I want to prove that if $T:X \to Y$ is a continuous linear operator and $X,Y$ are infinite dimensional Banach spaces, with $TX$ closed, then
$$ T^*Y^* = (\text{ker}T)^{\perp} $$
In one direction:
Let $x^* \in T^*Y^*$, then there exists a $y^* \in Y^*$ such that $x^* = T^*y^* \implies x^* = y^* T$ by definition of the adjoint. Now, let $m \in \text{ker}T$, then $Tm=0 \implies y^*Tm = 0 $ and so $x^*m=0$, which implies that $x^* \in (\text{ker}T)^{\perp}$.
I am confused about the other direction. Let $x^* \in (\text{ker}T)^{\perp}$, then it must be that $\text{ker}T \subset \text{ker} x^*$. Since $TX$ is closed, we can use the first isomorphism theorem to say that $X/ \text{ker} T \cong TX$ ... but i'm not sure how this helps or how to proceed from here..any hints?

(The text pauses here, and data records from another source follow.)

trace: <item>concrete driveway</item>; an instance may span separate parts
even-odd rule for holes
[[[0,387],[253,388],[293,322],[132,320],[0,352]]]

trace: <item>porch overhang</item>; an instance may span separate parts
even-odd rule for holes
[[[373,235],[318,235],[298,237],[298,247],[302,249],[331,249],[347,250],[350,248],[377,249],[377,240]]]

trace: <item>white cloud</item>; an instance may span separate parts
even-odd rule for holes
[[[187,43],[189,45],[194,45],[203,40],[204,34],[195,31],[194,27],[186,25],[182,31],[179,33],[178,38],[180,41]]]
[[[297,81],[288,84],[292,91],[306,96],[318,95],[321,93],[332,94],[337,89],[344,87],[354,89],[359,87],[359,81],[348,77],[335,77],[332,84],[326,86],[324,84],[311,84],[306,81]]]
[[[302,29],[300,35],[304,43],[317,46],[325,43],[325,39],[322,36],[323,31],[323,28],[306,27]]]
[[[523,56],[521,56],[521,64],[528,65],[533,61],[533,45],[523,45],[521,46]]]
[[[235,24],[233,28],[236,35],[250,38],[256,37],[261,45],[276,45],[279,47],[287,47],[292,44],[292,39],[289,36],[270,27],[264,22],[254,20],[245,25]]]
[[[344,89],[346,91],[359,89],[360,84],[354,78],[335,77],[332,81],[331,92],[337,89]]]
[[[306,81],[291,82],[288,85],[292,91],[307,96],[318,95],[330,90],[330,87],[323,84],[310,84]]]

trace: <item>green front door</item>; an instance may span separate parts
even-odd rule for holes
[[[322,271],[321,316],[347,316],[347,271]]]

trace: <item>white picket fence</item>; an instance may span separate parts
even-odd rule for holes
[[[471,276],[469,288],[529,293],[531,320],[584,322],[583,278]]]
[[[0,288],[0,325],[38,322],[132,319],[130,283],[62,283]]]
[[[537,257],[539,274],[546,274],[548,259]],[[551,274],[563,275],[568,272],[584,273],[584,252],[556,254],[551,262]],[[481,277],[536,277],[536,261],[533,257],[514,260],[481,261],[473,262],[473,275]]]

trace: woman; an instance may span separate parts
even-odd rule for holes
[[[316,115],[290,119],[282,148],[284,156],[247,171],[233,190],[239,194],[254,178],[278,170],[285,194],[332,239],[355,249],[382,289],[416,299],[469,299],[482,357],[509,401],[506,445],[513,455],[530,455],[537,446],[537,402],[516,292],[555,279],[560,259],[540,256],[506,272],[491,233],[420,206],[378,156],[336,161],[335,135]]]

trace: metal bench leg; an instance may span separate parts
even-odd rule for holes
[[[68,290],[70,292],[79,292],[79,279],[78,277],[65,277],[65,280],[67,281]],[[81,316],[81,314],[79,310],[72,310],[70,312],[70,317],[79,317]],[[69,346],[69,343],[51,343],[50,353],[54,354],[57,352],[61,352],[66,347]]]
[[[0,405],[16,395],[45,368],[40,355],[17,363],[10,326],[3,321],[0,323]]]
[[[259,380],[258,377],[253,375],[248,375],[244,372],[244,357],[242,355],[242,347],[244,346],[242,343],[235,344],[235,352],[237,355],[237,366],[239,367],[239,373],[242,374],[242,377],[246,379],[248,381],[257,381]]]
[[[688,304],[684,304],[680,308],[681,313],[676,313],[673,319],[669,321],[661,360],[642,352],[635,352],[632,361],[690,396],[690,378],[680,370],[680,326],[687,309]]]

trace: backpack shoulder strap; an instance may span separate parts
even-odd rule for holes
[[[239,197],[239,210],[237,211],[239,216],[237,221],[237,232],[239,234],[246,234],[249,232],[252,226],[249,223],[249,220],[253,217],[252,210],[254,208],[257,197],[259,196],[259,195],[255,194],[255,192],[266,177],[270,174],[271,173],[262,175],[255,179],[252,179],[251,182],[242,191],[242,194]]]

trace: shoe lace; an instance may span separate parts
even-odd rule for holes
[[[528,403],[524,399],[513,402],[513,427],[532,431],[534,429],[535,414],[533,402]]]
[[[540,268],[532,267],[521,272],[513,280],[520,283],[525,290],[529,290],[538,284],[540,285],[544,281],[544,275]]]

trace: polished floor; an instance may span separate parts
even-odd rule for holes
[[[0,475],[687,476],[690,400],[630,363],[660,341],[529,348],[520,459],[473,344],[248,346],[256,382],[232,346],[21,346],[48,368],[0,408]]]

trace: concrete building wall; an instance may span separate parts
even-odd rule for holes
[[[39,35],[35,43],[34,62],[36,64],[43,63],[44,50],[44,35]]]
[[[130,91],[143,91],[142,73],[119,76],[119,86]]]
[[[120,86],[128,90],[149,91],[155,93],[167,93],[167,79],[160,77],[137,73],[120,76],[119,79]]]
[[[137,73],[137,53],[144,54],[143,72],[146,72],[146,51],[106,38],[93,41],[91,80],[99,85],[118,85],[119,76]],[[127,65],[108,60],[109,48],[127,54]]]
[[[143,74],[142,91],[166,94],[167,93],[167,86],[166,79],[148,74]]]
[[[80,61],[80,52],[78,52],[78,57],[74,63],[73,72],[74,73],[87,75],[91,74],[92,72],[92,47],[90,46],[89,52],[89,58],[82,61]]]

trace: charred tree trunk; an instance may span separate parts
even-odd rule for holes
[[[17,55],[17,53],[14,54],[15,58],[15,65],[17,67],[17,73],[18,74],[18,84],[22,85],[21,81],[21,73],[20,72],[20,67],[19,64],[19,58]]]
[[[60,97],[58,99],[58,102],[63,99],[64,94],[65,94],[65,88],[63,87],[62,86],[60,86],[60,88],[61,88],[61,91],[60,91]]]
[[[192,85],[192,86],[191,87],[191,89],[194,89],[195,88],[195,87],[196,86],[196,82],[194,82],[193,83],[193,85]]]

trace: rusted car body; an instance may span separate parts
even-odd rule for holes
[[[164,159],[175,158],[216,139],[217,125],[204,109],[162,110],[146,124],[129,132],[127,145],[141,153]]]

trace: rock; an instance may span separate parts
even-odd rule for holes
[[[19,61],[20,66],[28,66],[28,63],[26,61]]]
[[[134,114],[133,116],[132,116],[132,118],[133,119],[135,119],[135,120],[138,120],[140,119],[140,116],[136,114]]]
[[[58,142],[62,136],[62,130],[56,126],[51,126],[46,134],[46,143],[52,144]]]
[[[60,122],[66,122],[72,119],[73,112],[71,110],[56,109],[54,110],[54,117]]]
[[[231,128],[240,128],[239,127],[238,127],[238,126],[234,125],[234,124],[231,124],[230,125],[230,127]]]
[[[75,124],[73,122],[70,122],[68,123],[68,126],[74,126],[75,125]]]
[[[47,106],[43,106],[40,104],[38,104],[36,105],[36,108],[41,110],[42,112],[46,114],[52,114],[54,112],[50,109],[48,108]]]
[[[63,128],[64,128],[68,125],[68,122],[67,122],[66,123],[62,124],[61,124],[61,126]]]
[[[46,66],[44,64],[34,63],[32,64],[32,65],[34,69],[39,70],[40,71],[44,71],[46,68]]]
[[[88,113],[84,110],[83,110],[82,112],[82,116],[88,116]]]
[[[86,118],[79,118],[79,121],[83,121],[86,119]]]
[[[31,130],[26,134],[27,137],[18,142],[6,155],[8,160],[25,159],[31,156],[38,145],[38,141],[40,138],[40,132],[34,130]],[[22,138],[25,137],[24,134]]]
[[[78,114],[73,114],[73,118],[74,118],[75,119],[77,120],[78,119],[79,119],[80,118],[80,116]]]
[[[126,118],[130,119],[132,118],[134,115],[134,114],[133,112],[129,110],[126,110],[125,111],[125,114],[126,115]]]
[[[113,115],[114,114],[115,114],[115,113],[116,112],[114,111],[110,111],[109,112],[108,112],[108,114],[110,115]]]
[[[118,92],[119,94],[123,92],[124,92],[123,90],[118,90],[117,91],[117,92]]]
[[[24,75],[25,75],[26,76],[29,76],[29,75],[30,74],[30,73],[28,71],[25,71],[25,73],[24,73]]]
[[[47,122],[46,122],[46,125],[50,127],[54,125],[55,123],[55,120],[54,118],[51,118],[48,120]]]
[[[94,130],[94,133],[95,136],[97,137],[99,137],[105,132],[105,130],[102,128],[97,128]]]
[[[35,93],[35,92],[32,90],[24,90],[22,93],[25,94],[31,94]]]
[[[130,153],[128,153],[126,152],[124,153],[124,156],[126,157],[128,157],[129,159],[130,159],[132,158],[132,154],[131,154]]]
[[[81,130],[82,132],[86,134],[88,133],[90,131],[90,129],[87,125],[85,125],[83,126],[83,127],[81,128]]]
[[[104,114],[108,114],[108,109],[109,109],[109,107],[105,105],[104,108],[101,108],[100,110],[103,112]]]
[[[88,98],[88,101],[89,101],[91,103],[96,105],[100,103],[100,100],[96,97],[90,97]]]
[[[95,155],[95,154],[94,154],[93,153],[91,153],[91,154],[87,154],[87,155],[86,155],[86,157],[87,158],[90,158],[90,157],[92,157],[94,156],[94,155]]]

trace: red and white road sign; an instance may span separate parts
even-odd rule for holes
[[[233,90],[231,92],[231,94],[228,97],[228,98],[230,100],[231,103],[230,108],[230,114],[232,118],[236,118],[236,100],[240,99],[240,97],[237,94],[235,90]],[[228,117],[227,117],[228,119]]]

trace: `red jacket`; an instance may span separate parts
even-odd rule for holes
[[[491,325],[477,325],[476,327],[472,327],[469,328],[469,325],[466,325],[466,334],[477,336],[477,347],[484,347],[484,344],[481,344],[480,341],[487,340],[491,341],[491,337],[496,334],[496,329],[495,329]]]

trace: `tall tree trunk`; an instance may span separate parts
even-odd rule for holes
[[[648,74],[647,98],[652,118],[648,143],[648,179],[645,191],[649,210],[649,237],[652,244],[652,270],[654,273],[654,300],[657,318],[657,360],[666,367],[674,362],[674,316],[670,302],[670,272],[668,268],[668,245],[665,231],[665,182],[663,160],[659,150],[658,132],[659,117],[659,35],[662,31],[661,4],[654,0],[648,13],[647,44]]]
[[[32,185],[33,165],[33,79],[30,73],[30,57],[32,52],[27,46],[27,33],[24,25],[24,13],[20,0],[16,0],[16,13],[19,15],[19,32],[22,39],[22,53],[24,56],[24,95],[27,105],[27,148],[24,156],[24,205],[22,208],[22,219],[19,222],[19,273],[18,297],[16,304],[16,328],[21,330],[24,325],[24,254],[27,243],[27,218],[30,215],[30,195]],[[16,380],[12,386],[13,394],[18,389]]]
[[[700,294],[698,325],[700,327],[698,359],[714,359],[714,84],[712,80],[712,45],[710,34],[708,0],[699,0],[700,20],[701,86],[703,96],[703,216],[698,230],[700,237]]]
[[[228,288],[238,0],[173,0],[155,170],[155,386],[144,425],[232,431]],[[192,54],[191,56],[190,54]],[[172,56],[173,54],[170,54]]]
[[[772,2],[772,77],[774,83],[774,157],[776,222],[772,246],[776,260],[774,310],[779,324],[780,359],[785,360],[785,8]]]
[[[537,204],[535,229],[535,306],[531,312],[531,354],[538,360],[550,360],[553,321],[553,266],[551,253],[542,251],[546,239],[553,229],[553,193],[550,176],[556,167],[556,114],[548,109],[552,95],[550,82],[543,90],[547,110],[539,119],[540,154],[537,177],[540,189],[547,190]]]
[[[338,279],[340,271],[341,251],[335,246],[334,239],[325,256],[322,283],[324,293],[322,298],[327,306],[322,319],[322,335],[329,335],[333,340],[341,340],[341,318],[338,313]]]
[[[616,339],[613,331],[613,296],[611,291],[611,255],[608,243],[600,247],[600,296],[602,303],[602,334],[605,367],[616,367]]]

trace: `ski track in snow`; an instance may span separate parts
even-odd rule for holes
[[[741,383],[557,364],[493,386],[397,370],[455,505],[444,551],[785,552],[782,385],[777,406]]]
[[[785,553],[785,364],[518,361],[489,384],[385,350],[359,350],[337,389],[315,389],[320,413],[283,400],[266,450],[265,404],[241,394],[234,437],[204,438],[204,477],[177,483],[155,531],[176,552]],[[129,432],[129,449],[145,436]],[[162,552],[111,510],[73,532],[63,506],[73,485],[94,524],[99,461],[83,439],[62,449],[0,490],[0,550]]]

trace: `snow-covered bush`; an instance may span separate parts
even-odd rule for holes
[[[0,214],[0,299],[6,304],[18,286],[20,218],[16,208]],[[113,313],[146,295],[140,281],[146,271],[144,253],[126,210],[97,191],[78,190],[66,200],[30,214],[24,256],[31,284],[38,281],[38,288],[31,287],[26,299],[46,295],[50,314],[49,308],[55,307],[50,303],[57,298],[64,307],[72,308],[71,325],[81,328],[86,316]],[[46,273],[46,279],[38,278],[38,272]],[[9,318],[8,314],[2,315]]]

Suppose $\{T(x_n)\} \to 0$. By the isomorphism you have obtained in your answer it follows that $x_n+ker(T) \to 0$. This means $x_n+y_n \to 0$ for some sequence $\{y_n\}\subset ker (T)$. But then $x^{*} (x_n+y_n)\to 0$. Since $x^{*}(y_n)=0$ for all $n$ we get $x^{*} (x_n)\to 0$. Using this fact it follows that the linear functional $y^{*}$ on $T(X)$ defined by $y^{*}(Tx)=x^{*}(x)$ is well defined and continuous. By Hahn - Banach Theorem this extends to an element of $Y^{*}$. Now chek that $x^{*}=T^{*}y^{*}$.